Arts education: More than modeling clay and sing-a-longs
It is a scenario played out in school districts across the nation: budgets tighten and arts programs are put on the chopping block. The reason for the arts being seen as expendable is not completely clear. It may be that in an education system focused on standardized testing, the arts are considered an expendable luxury. Or it could be that unlike high school sports teams, arts programs are not generally money-makers.
One thing is clear: while arts programs may be an easy target for cash-strapped school districts, studies indicate arts education is an important component of overall academic success. Music and movement instruction, for example, has been linked to improved reading and speech as well as critical thinking skills. To compensate for reduced budgets, many teachers are forced to seek creative ways to keep arts education a part of their school's curriculum.
Connecting arts and academics
The link between studying the arts and brain function has been studied for decades. However, it wasn't until the 1990s that interest in the subject took off. In 1993, a study published in the journal Nature reported college students who listened to Mozart scored higher in spatial reasoning tests. The so-called Mozart Effect spurred a cottage industry of products and services geared toward harnessing the fine arts for academic benefit.

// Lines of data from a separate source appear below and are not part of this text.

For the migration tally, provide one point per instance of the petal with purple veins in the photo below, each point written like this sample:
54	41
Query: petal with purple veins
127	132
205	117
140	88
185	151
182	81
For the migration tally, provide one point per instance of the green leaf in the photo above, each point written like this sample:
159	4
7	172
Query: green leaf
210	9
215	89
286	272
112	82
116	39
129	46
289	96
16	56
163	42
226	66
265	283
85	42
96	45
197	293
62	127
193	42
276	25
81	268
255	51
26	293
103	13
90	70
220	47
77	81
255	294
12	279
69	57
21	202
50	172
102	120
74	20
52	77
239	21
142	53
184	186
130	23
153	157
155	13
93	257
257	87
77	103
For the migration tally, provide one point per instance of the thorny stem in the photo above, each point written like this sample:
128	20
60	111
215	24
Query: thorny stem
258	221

Later studies, including a 1999 report from the Department of Education, indicated students involved in art activities tended to have higher levels of academic achievement. More recently, a 2010 Guggenheim Foundation study found students receiving instruction in a specific arts curriculum scored higher in three problem-solving skill areas:
- Connection of ends and aims
- Resource recognition
While researchers continue to study the link between arts and academic achievement, some school districts have already found real-world success integrating arts into core subjects. The Akron School District, for example, piloted a program during the summer of 2011 that combined music and language with cultural studies. Developed by a district initiative known as SMART--Students Making the Arts Relevant Today--the summer program explored Chinese, Ghanaian and Irish cultures and music. By the end of the session, the literacy fluency rate for the third and fourth grade participants increased by an average of 22 words per minute.
Arts as an outlet for students
In addition to improved academics, arts education has been shown to provide social benefits to students. Just as the hit show Glee depicts the majority of its music students as social misfits and outcasts, teachers say there is truth to the idea that arts programs offer an outlet for students who have difficulty fitting in elsewhere.
"Any population that struggles with the norms of school gain immensely from music," said Brian Doherty, a South Bronx music teacher. "These groups could be special education or English language learners, for instance. Since music allows for modalities like movement, singing and playing of instruments, these student groups shine."
Dr. Jennifer Little, a public school teacher with over 40 years of experience and founder of the educational resource firm Parents Teach Kids, agrees the arts fill a need for some students. According to Little, traditional schooling focuses heavily on reading and writing. Children who are not "language-oriented" may struggle and find they excel in artistic pursuits instead.
"Music and the arts enhance education and give some students a reason to attend school," said Little.
Creative solutions for arts exposure
Among fine arts teachers, there seems to be almost universal agreement that schools do not provide adequate funding for the arts. According to the National Education Association, 93 percent of fine arts teachers report the need to fundraise to support their programs. To address the cash shortfall, many teachers are turning to private organizations and parents to make up the difference.
In San Diego, when parents wanted to bring Character Ovations, a performing arts program focused on positive character traits, to their children's classrooms, they footed half the bill and found local businesses to match their money. Elsewhere, national non-profit Little Kids Rock provides a guitar curriculum along with guitars to music teachers in public schools.
Other initiatives step outside the classroom. In Grand Rapids, Mich., area arts organizations combined forces to bring students downtown for ArtPrize, a competition that features the work of nearly 2,000 artists at venues across the city.
As arts teachers across the nation brace for the reality of additional budget cuts, organizations such as the Urban Institute for Contemporary Arts--a sponsor of ArtPrize--could play an increased role in providing arts learning opportunities for students. However, given the importance of arts to students at all levels, teachers agree one thing is clear: the show must go on.